The school offers the Cambridge programme from Primary Prep up to Class 12.

As an Indonesian school, Dyatmika also incorporates the mandatory elements of the Indonesian National Curriculum as required by the Indonesian Ministry of Education and Culture.

Indonesian (or dual-nationality) students sit the national examinations in the required years (Classes 5, 8, 11).

From Class 9 onward, the school offers a “Double Award” option: students may graduate with both Indonesian national exam results and Cambridge qualifications (IGCSE / A-Level), giving them flexibility to pursue further education either in Indonesia or abroad.

== Language and educational approach ==
In Early Years and Primary levels, Dyatmika implements a dual-language programme: instruction is delivered in both Bahasa Indonesia and English.

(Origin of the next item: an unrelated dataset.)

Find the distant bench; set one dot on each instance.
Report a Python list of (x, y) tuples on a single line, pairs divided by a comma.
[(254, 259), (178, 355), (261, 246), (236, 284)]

At the secondary level (SMP and SMA), most subject instruction is conducted in English while Bahasa Indonesia remains a required language subject.

The school emphasizes inquiry-based learning, critical thinking, creativity, and development of well-rounded individuals, combining academic rigor with arts, sports and a sense of community responsibility.

== Campus, facilities, and student body ==
Dyatmika is located in Kesiman–Kertalangu, Denpasar (near Sanur, Bali).

The campus overlooks rice fields and the Indian Ocean, and includes purpose-built facilities: science laboratories, computer rooms, art studios, music rooms, libraries, covered sports courts, playing fields, and more.

Class sizes are reportedly limited (maximum 26 students), supporting a community-oriented, small-group teaching environment.

As of the 2024–2025 school year, the school serves 775 students representing 44 nationalities. The largest national groups are Indonesian (~45%), British (~11%), Australian (~8%), American (~5%), Dutch (~5%), and Japanese (~4%).

== Notability and role ==
Dyatmika is one of the better-known international/spk schools in Bali and is often cited among private schools offering Cambridge curriculum on the island.